Reflux vésico-urétéral par injection sous méatique endoscopique

05 janvier 2015

Mots clés : Reflux vésico-urétéral, Endoscopie

Cette fiche d’information, rédigée par l’Association Française d’Urologie, est destinée aux patients ainsi qu’aux usagers du système de santé.

Remise lors de votre sortie, elle vous explique les suites opératoires habituelles et elle vous donne les principales consignes de sécurité post-opératoires.

Vous sont exposés ici, les effets secondaires habituels et les troubles mineurs qui ne doivent pas vous inquiéter. Sont également énoncés les signes plus alarmants qui doivent vous amener à prendre un avis médical et leur degré d’urgence.

Ce document, complémentaire de l’information orale que vous avez reçue de votre urologue, vous permet au mieux d’aborder votre convalescence.

Vous venez d’être opéré(e) d’un reflux vésico-urétéral par injection sous méatique endoscopique.

Informations générales

Un courrier a été adressé à votre médecin traitant pour le tenir informé de votre état de santé.

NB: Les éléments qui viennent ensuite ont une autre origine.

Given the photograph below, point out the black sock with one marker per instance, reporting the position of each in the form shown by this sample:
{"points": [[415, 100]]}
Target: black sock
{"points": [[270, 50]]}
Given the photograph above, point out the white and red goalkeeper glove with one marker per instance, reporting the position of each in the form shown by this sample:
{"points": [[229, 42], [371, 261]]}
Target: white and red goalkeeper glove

La durée de la convalescence et la date de reprise du travail ou d’une activité physique normale dépendent de votre état physique.

Vous discuterez avec votre chirurgien de la date de reprise de vos activités et du suivi après l’opération.

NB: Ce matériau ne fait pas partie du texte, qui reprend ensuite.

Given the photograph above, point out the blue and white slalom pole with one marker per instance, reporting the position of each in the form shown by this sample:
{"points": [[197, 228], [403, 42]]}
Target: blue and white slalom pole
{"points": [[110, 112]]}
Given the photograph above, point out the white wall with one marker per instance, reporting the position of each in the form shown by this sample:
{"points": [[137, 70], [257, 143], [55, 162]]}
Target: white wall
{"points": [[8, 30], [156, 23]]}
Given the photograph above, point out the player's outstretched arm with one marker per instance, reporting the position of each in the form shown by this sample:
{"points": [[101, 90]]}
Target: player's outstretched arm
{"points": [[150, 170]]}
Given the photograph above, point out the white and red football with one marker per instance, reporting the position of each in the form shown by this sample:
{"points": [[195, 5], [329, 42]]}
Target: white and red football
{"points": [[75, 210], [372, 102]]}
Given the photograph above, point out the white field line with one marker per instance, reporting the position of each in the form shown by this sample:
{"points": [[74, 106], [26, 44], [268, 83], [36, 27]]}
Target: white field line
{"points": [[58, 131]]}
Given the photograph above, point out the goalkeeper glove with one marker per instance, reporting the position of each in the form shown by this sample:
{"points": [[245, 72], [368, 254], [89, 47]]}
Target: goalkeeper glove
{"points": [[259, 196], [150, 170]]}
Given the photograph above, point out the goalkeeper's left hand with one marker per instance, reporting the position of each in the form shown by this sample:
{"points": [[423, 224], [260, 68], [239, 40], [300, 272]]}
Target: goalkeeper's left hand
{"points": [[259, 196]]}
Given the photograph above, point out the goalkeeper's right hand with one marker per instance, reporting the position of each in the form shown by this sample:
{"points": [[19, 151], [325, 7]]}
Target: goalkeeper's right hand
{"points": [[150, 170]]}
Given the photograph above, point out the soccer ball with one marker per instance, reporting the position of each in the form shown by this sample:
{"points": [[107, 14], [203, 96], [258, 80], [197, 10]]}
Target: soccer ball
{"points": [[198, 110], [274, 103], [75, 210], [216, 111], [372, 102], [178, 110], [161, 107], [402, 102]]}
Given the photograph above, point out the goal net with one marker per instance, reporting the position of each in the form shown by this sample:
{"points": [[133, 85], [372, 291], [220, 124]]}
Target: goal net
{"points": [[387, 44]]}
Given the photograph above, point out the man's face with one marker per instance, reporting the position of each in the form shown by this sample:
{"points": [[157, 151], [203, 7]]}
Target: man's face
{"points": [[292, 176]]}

Une consultation post opératoire est programmée avec votre urologue afin de juger du résultat de l’intervention.

Précautions

Après une cure de reflux vésico-urétéral par injection sous méatique endoscopique, il vous est recommandé de boire suffisamment (> 1,5 litre / jour).

Un traitement anti-coagulant n’est pas nécessaire si votre hospitalisation est courte et si vous ne présentez pas de risque spécifique de phlébite.

Les rapports sexuels, les exercices vigoureux et le soulèvement de poids lourds sont à éviter pendant les premières semaines suivant la chirurgie.

Vous pouvez reprendre une activité physique normale si vous n’avez pas de fièvre ou de douleur lombaire.

Signes qui peuvent survenir et conduite à tenir

Une irritation du canal de l’urètre

Elle peut être ressentie dans les heures ou les jours qui suivent l’intervention et un traitement contre la douleur peut être prescrit si besoin. En cas de persistance d’une irritation du canal de l’urètre après une semaine, consultez votre médecin ou votre urologue pour réaliser un examen des urines (ECBU) et débuter si besoin un traitement d’infection urinaire de la vessie (cystite).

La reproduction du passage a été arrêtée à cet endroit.